Seated, Garance gives up her stick to her companion, who props it against the side of the hearth before he takes the chair opposite hers at the small table she has chosen. She inclines her ear toward Marisela's footsteps as the rhythm of them comes nearer; her own rosebud mouth quirks into a sideways smile, charming if one appreciates asymmetry. "I think ale for us both, yes," she declares, the crispness of her Eluan accent just barely sullied by the drawl of Eisande.

"Aye," Marisela answers with a slight nod. "I'll get that right away." She leaves the two to fetch the order: Two tankards of the house's best ale.

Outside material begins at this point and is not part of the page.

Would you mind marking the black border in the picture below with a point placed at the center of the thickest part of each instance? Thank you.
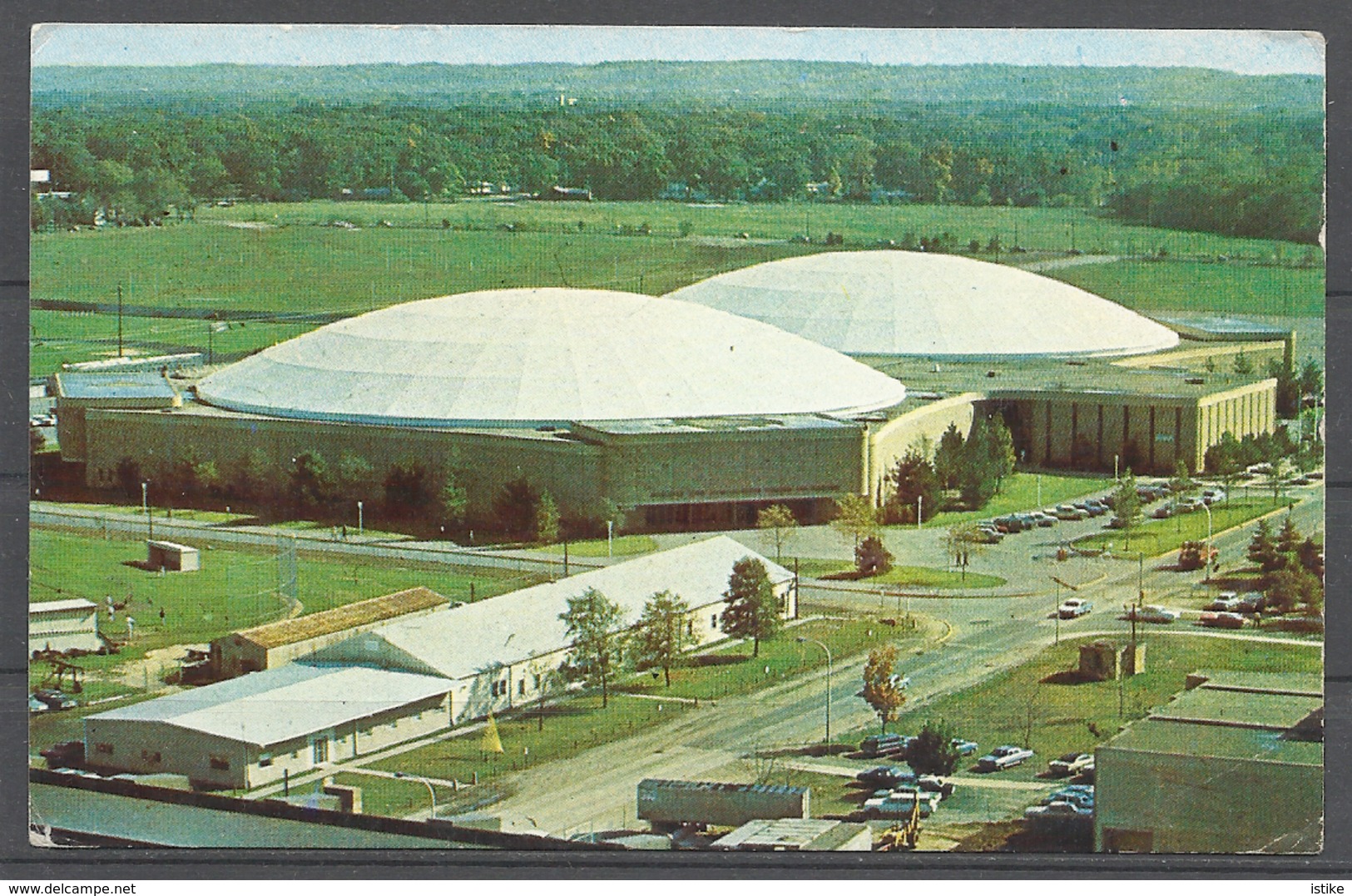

In returning her experience with her job is noticed, not letting a drop of the poured ale fall from the tankards that holds it. She sets each down on the table. One in front of Garance, the other in front of her aid. With Garance's she adjusts the tankard so the handle is in the proper position for the lady to take hold of it with ease, having noticed that small detail in the past regarding this particular guest. Marisela felt that the little things could make a difference. "There you two go. Will there be anything else?"

There's little talk between the two in the barmaid's absence, casual conversation having been over between them years ago; besides, Garance likes to listen to the flow of business through the Kraken, to piece together a fragment of this and a tidbit of that, to pick out a familiar voice or a familiar tread. Including Marisela's own: when the girl returns and the pewter tankards sound just so upon oak, before she even takes hold of hers Garance declares, "Thank you," and then asks, "I've heard your voice before, haven't I—? What's your name?"

Marisela nods slightly, though knows that Garance would not notice it. "Marisela," she answers Garance. Uncertain if she should ask a question in return, she does so with true curiosity in her tone. "What are yours?" She looks to the woman's companion as well, and glances between them to give her attention to both.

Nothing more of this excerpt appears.